Sampha’s alluring voice created the perfect blend between Porto’s sunset and the feeling of relaxation that NOS Primavera Sound provides. A foolproof concert to sing along, Process, Sampha’s debut album, proves even more rewarding live, with a talented band building the musical landscape that holds it all. Seeing Sampha live is even more satisfying when moments like when all band members come together around a drum kit to create a rhythmic interlude. Cowbells galore, this concert warmed out hearts and made us dance.
The food, stores & ambient
If you have gone to NOS Primavera Sound and didn’t try Casa Guedes’ sandes de pernil, you are either a distracted little soul or a friendly vegetarian. The food this year, as any of the last years, was outstanding. Conga’s bifanas were specially spicy this year, you could have the closest you could get to artisanal beer at Super Bock’s 1927 stand, or wait for a friend’s sms warning you that Padaria Ribeiro’s lanches were coming out hot out of the oven. Sometimes, it was a shame that all this wonderful food was happening during concerts, as it took a little to get your Munchie burger or Sr. Showriço pão com chouriço. We did manage to watch Metronomy while eating a delicious Santini ice-cream, and while the band sounded somewhat disarranged, our passion fruit ice-cream was excellent.
Maybe it was because you could apparently pay with a card, maybe it was the need to exchange glasses for chips, and then chips for glasses. In the end, beer and cider line were as long as we have ever seen them. Maybe it’s time to re-think the system, getting a beer should never take half an hour.

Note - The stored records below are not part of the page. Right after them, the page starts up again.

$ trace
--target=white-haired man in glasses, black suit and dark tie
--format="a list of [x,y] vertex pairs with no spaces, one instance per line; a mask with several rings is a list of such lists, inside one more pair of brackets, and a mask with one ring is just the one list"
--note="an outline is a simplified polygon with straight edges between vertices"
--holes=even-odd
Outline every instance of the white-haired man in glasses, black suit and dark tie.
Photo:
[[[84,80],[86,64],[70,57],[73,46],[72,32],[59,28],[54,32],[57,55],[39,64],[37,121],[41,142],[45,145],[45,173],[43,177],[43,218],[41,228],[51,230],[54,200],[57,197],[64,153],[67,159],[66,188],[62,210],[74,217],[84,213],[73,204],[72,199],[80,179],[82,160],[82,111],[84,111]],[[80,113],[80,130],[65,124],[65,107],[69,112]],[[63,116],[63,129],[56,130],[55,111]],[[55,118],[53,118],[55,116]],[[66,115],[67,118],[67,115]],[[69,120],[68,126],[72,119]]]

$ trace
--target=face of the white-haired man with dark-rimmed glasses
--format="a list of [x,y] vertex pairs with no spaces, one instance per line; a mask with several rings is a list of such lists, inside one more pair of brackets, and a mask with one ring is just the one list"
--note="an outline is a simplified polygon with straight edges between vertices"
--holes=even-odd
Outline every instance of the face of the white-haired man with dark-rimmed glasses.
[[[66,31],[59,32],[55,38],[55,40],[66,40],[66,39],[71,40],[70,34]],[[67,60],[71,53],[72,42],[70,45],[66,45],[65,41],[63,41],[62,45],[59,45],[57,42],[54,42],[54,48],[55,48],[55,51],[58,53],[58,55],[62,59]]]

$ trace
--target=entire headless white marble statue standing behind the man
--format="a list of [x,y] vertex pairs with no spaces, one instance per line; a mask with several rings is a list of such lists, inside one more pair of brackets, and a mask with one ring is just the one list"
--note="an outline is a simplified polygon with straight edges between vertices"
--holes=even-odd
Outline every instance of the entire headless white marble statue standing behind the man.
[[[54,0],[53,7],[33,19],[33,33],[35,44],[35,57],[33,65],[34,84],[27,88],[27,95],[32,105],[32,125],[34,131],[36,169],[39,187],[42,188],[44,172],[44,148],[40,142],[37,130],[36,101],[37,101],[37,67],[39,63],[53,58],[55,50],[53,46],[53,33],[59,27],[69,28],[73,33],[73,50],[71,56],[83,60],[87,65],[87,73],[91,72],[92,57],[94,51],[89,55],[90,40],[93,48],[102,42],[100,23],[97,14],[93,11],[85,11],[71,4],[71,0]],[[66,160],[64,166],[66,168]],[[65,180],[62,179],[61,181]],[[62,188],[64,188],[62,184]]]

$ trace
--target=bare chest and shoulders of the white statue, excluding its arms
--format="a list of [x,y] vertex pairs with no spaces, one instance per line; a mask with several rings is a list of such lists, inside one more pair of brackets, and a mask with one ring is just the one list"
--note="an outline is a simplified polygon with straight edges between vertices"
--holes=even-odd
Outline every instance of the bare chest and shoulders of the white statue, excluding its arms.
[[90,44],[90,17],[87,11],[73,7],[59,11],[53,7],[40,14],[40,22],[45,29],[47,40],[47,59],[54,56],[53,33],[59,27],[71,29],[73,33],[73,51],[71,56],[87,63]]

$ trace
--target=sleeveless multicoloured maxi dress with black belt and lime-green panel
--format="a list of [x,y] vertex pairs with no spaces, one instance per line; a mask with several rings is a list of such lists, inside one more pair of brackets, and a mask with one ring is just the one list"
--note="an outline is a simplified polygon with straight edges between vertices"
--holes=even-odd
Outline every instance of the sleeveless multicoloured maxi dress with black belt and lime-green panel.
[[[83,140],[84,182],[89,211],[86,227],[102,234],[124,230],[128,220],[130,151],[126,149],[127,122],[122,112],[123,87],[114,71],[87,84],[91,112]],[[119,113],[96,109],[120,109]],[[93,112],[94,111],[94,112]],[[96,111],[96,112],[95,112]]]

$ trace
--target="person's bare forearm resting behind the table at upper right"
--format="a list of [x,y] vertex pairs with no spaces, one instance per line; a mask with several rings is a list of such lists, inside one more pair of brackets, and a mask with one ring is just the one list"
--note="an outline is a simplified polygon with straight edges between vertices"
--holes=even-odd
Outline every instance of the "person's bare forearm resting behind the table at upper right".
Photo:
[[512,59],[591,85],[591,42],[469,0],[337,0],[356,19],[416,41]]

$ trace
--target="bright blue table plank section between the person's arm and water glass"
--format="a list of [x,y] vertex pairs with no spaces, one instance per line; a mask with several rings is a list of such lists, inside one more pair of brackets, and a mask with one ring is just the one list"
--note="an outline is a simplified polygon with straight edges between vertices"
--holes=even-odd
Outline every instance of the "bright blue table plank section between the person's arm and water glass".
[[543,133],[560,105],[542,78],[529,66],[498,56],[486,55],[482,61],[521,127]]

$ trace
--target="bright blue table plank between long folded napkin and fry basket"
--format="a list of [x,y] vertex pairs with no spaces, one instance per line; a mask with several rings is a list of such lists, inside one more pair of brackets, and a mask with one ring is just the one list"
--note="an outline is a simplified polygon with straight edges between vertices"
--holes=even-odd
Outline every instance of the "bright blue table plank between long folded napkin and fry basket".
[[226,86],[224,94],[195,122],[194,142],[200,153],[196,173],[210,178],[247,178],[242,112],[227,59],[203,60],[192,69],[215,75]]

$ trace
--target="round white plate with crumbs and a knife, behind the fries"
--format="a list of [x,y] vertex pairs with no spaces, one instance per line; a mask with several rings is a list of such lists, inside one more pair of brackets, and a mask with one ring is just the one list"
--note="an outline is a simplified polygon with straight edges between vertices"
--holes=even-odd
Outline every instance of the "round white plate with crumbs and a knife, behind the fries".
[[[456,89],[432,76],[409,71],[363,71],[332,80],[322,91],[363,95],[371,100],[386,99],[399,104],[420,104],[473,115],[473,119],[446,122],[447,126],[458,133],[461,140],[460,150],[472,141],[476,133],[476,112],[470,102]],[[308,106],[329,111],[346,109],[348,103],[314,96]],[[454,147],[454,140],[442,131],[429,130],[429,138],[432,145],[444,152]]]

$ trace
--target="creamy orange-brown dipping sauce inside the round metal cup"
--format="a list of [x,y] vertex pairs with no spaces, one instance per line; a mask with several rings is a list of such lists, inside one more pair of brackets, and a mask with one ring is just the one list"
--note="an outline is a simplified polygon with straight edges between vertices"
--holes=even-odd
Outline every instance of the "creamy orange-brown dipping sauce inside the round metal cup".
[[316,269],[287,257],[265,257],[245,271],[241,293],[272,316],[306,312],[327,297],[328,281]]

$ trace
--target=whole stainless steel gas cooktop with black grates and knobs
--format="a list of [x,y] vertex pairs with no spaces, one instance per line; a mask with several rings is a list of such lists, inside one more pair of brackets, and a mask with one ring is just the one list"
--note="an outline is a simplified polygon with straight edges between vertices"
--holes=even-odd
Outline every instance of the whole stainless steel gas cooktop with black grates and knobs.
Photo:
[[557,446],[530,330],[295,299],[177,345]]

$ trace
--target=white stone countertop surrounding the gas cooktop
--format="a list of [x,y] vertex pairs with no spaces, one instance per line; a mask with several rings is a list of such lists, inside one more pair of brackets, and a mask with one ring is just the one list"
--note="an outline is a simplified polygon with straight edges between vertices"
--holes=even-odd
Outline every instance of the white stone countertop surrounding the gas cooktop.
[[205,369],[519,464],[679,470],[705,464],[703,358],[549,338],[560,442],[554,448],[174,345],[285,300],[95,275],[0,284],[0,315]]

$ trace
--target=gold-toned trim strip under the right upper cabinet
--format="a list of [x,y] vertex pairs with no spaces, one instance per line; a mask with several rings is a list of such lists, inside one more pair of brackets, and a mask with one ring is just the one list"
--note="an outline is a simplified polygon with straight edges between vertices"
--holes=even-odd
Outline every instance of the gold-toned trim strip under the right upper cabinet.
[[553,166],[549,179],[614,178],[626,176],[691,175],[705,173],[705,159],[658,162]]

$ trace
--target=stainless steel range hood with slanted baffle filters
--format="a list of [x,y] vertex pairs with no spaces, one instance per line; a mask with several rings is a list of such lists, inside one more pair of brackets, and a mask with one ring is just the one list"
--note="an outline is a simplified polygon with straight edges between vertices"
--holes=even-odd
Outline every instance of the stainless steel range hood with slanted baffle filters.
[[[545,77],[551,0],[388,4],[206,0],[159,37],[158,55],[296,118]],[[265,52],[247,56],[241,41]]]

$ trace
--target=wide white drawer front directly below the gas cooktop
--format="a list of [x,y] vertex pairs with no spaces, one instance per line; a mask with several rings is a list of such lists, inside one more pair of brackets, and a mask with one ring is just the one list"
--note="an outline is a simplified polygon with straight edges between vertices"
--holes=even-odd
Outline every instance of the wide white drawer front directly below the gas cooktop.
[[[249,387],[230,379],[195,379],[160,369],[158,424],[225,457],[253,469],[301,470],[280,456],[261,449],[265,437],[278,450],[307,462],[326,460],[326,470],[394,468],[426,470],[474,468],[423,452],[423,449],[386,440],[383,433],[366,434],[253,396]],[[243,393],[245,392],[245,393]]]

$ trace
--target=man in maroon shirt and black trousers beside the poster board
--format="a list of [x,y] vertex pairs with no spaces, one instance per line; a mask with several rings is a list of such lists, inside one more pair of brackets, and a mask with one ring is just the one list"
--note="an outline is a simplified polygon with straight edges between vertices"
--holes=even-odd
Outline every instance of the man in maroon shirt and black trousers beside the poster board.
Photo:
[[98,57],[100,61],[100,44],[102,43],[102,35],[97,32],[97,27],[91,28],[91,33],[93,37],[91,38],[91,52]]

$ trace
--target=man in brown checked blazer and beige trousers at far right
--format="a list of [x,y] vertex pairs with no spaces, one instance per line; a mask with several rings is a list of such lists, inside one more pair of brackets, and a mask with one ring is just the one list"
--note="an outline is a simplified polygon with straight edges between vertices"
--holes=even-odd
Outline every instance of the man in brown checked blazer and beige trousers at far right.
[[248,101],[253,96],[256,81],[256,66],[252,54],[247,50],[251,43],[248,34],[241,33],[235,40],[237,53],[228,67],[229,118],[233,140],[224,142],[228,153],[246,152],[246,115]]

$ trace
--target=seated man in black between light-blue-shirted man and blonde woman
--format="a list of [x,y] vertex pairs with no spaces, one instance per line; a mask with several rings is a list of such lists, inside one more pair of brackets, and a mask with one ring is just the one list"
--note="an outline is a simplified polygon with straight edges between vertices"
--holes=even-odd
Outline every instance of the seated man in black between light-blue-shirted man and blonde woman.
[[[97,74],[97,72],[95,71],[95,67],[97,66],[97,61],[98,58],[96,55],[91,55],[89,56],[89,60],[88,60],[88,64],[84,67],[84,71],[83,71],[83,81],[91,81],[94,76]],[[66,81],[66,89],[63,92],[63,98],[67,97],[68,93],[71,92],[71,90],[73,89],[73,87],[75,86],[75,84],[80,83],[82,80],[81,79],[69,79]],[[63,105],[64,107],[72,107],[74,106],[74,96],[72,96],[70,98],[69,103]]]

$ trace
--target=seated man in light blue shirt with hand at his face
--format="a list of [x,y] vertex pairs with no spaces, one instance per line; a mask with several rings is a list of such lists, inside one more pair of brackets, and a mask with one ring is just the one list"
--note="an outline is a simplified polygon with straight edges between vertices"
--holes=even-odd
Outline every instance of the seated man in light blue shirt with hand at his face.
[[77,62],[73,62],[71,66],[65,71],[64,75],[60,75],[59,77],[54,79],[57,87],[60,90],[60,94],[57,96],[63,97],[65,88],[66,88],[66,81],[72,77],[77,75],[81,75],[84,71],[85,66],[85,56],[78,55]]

Luckily we had we us the FestivAll app installed, but many didn’t. It almost seemed like a joke when we noticed they were handing out two pieces of fancy paper attached to a strappy graphic pendant that simply said to download the official app. No map of the festival, no schedule, no useful information. People resorted to asking others for band times and figuring out where the bathrooms were by looking at confusing totems. And besides, not everyone had smartphones or foreign data to spend on an app. Let's print something more considerate next time, trees have died for this.
Personal taste here, but this has got to the be the worst sponsor freebie bag that NOS Primavera Sound has given out. Let us explain: every NOS Primavera Sound, the main sponsor NOS, hands out very nice bags that everyone goes crazy for. People literally behave like zombies to get one. Usually they are very nice, and the transform themselves into picnic towels. This year, it seemed like something had gone wrong with the design. Either they were going with a very long tote bag, or a backpack that didn’t close. Bring back the 2016 model, please.
Pitchfork stage late schedule
It isn’t like the festival starts early, but either way, the tiredness is well set by 1am. What, you’re telling me that Bicep is playing at 4am? Loved to have watched them, but those time schedules are just too much.